This stuff isn't cheap, but I have to say if you can spring the coin, you HAVE to try morta. Especially if you like darker tobaccos! I've only had JKP and Kendall Dark in it so far, but I can already tell this is going to be dedicated to dark ropes and Kentucky blends. Simply an outstanding pipe in my collection, and likely the only one I'll ever own. But if I ever come into enough cash to get another....

Again, Chris is awesome to work with, and he made exactly what I wanted! Everyone should have an Askwith or two!


----------



## MarkC (Jul 4, 2009)

Thanks for the report! I already wanted a morta; you're not making it any easier!


----------



## freestoke (Feb 13, 2011)

MarkC said:


> Thanks for the report! I already wanted a morta; you're not making it any easier!


Personally, I think he's being a total jerk about this. If he had any heart at all, he'd be telling us it smoked like crap.


----------



## FiveStar (Jan 7, 2010)

LOL! Both of you guys should go for one. Just start stashing away your TAD budget for a couple of months, and VIOLA! You've got an Askwith morta. 

That's what we have Cellar's for after all, right?


----------



## commonsenseman (Apr 18, 2008)

Hot diggity dang, that's a fine looking pipe!

Congrats Landis!


----------



## freestoke (Feb 13, 2011)

commonsenseman said:


> Hot diggity dang, that's a fine looking pipe!
> 
> Congrats Landis!


Sheesh. Ya know what this is like? Wanna know? It's like a beauty contest, with the best looking babe getting the crown and all the prizes, while the plain Janes in the audience try to hide their envy. :lol:

sigh. For me, it'd be like Columbo driving a Bentley instead of a Peugeot.


----------



## FiveStar (Jan 7, 2010)

Really? LOL I dunno, have you seen my ugly mug? I've seem some pretty ugly dudes sportin' some nice ass pipes.


----------



## freestoke (Feb 13, 2011)

FiveStar said:


> Really? LOL I dunno, have you seen my ugly mug? I've seem some pretty ugly dudes sportin' some nice ass pipes.
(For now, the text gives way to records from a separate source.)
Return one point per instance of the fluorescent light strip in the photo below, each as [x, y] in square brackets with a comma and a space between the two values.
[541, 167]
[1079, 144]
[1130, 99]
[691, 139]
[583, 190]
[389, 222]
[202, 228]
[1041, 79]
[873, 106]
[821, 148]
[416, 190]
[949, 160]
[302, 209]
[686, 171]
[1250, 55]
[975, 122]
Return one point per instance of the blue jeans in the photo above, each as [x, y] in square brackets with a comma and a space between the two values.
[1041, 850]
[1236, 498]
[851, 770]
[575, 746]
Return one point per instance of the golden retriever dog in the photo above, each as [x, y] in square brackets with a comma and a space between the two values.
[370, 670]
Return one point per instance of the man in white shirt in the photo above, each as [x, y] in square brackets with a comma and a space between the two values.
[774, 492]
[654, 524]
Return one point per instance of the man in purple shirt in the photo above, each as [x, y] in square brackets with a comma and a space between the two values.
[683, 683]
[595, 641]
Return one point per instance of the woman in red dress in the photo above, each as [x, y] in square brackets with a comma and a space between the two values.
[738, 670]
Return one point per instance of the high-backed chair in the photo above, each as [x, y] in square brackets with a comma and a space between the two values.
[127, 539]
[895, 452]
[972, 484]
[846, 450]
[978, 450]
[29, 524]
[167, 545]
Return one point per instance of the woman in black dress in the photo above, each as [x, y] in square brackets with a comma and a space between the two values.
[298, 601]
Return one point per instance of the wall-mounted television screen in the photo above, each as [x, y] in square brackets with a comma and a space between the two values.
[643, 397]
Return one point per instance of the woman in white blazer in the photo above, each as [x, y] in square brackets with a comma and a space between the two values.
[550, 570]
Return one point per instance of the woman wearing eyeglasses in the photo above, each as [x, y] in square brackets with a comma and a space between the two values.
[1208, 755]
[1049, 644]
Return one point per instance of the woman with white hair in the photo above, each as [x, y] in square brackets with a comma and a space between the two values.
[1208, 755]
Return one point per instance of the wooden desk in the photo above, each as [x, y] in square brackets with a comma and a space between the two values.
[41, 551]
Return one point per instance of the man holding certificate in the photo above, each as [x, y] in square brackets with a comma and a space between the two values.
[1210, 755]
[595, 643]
I'm reminded of the bar jokes that end, "I was talking to your pig."


----------



## FiveStar (Jan 7, 2010)

freestoke said:


> I'm reminded of the bar jokes that end, "I was talking to your pig."


:rofl:


----------



## cp478 (Oct 23, 2008)

I have a Rattrays Morta and love it. Definitely go with darker tobaccos and keep it cool.


----------